Na dodanie kotletów sojowych do sałatki zainspirował mnie pewien przepis z gazetki ” Przyślij przepis „, to był dobry pomysł. Szwagier miał problem z odgadnięciem czym jest tajemniczy składnik. Nawet padały sugestie, że krewetki albo piersi z kurczaka. Faktycznie gdybym ja musiała zgadywać też myślałabym, ze jest tam mięso. Sałatka naprawdę smaczna, szybka w przygotowaniu nie licząc wcześniejszego gotowania kotletów sojowych i studzenia ale to można przygotować dużo wcześniej nawet dzień wcześniej.
Składniki :
- opakowanie kotletów sojowych
- puszka tuńczyka w oleju
- 1/2 puszki tuńczyka chilli ( jeśli wolicie łagodne smaki lub nie możecie dostać pikantnego dodajcie drugą puszkę tuńczyka w oleju a pikanterii dodajcie mielone chilli)
- 4 jaja
- pęczek szczypiorku
- puszka groszku konserwowego
- puszka kukurydzy konserwowej
- 3 czubate łyżki majonezu
- 3 czubate łyżki jogurtu naturalnego
- 1,5-2 łyżeczki musztardy dijon
- sól, pieprz
Kotlety sojowe gotujemy według zaleceń na opakowaniu. Ja zawsze wrzucam je na wrzątek z dodatkiem kostki rosołowej warzywnej albo z kurczaka, dokładam ziele angielskie, liść laurowy i zioła jak majeranek,oregano,bazylia,curry doprawiam pieprzem, łagodnym chilli. Gotuje 10 minut, odcedzam i studzę na sicie.

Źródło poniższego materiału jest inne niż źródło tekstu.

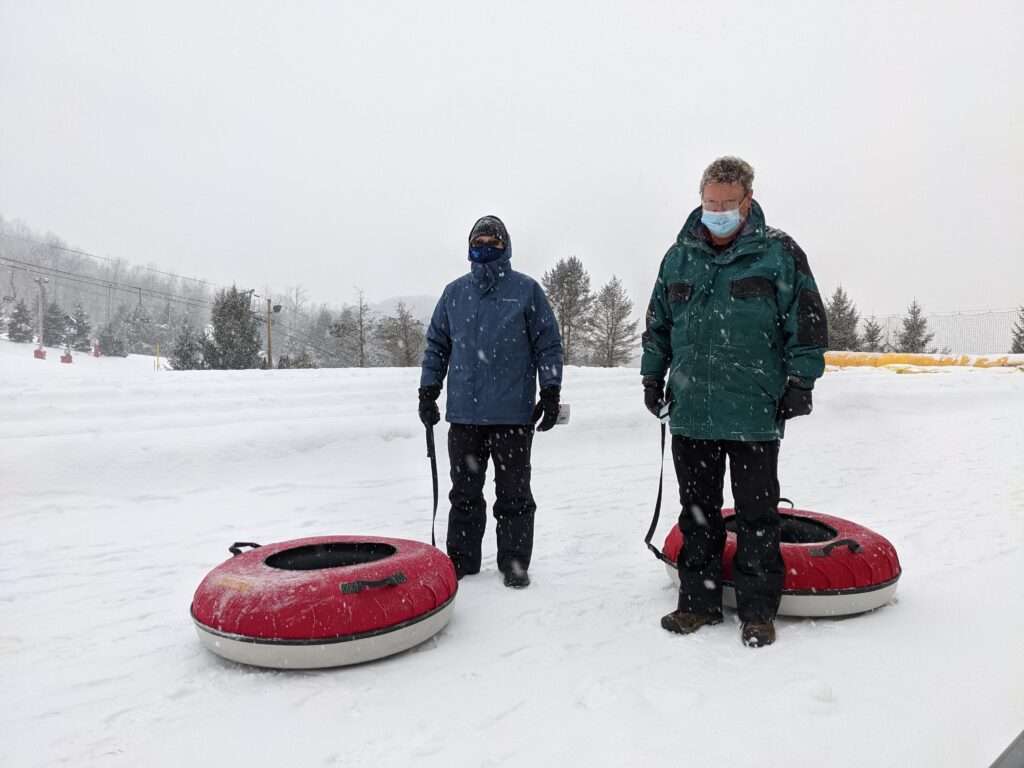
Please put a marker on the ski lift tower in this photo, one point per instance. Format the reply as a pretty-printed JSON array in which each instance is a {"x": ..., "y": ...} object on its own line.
[{"x": 40, "y": 352}]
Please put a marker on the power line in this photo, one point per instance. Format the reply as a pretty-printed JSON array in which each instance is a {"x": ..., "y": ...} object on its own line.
[
  {"x": 80, "y": 252},
  {"x": 101, "y": 283}
]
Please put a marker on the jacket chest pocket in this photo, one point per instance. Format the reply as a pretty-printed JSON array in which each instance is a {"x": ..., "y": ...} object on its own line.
[
  {"x": 679, "y": 293},
  {"x": 753, "y": 312},
  {"x": 752, "y": 288}
]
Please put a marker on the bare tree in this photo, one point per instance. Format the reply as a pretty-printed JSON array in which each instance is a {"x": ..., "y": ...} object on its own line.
[
  {"x": 354, "y": 329},
  {"x": 402, "y": 337},
  {"x": 613, "y": 335},
  {"x": 568, "y": 291}
]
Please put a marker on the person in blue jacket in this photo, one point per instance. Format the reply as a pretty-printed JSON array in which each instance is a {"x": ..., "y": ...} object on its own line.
[{"x": 493, "y": 334}]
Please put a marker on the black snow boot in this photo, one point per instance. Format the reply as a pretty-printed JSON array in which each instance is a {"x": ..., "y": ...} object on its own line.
[
  {"x": 516, "y": 576},
  {"x": 684, "y": 624},
  {"x": 758, "y": 634}
]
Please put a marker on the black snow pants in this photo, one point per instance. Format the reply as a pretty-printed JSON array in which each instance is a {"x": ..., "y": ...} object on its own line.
[
  {"x": 469, "y": 448},
  {"x": 757, "y": 568}
]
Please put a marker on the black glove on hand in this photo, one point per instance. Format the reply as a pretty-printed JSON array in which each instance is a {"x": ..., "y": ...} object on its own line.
[
  {"x": 796, "y": 399},
  {"x": 653, "y": 394},
  {"x": 429, "y": 413},
  {"x": 547, "y": 407}
]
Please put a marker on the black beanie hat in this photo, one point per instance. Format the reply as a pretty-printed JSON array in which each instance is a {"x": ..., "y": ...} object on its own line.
[{"x": 491, "y": 225}]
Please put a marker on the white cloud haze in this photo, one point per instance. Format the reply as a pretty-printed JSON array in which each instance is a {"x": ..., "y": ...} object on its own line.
[{"x": 341, "y": 144}]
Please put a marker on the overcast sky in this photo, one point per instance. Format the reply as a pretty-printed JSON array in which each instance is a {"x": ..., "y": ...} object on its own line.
[{"x": 353, "y": 143}]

Jaja gotujemy na twardo studzimy, tniemy w kostkę. Kotlety sojowe również tniemy na mniejsze kawałki. Tuńczyka odsączamy z nadmiaru oleju i rękoma kruszymy do miski, z chilli najlepiej rozkruszyć widelcem. Szczypiorek siekamy drobno. Groszek i kukurydzę odsączamy na durszlaku.
W osobnej misce łączymy jogurt i majonez, dodajemy musztardę, sól, pieprz, mieszamy. Wszystkie składniki łączymy. Dobrze mieszamy. Doprawiamy solą i pieprzem.